PostgreSQL vs. SQL Server from the point of view of a data analyst (2014) - insulanian
https://www.pg-versus-ms.com/
======
netcraft
My previous job(s) were primarily MSSQL and I was excited to get to use PG in
my current position. In general I agree with the premise of the article - for
just about everything PG is better. For me, the only places where MSSQL has an
edge is:

\- Management Studio is superior to any standard query manager ive found for
PG. I currently use what is in intellij (which is similar to their datagrip
product) which I find perfectly acceptable and in some ways superior to
Management Studio, but PGAdmin isn't in the same ballpark.

\- MSSQL visual query explainer is great - ive found some alternatives
([http://tatiyants.com/pev/#/plans](http://tatiyants.com/pev/#/plans)) and in
general ive gotten much better at reading and understanding the text output of
PG's explain, but I do miss MSSQL in this regard.

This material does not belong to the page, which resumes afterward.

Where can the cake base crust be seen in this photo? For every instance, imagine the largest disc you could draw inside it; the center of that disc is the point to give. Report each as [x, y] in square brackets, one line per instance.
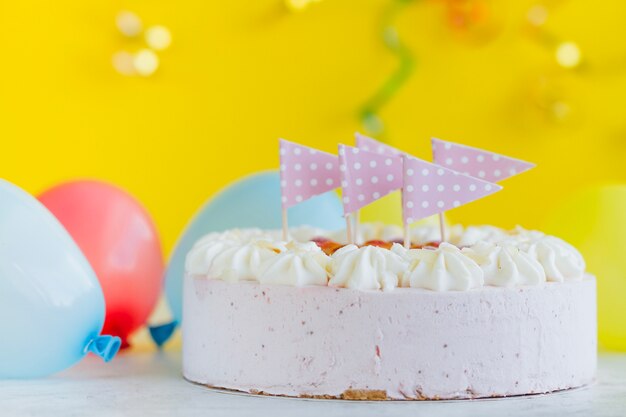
[408, 344]
[365, 395]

\- MSSQL CTE's not being optimization fences meant that I got to use them in
more places. But I can do more things with CTE's in PG (such as using an ORDER
BY) - this is relatively minor but annoying - readability with CTE's vs
subqueries is much improved.

\- Snapshot and transaction logs with MSSQL is much better than any
alternative ive found with PG, but tbf I haven't looked into it very far. When
it comes up though it would be really nice to be able to restore to point in
time easily with PG.

\- I do occassionally come across missing functions in PG, but thats getting
more and more rare.

\- Cloud offerings - they exist for PG and are great for what they offer, but
many extensions are not available or not fully configurable which is also
sometimes hard to even determine.

All that said - if you aren't already invested in the MS ecosystem, PG would
be my preference for sure. JSON/hstore/arrays alone make so many things
possible even if you arent using those datatypes in your tables.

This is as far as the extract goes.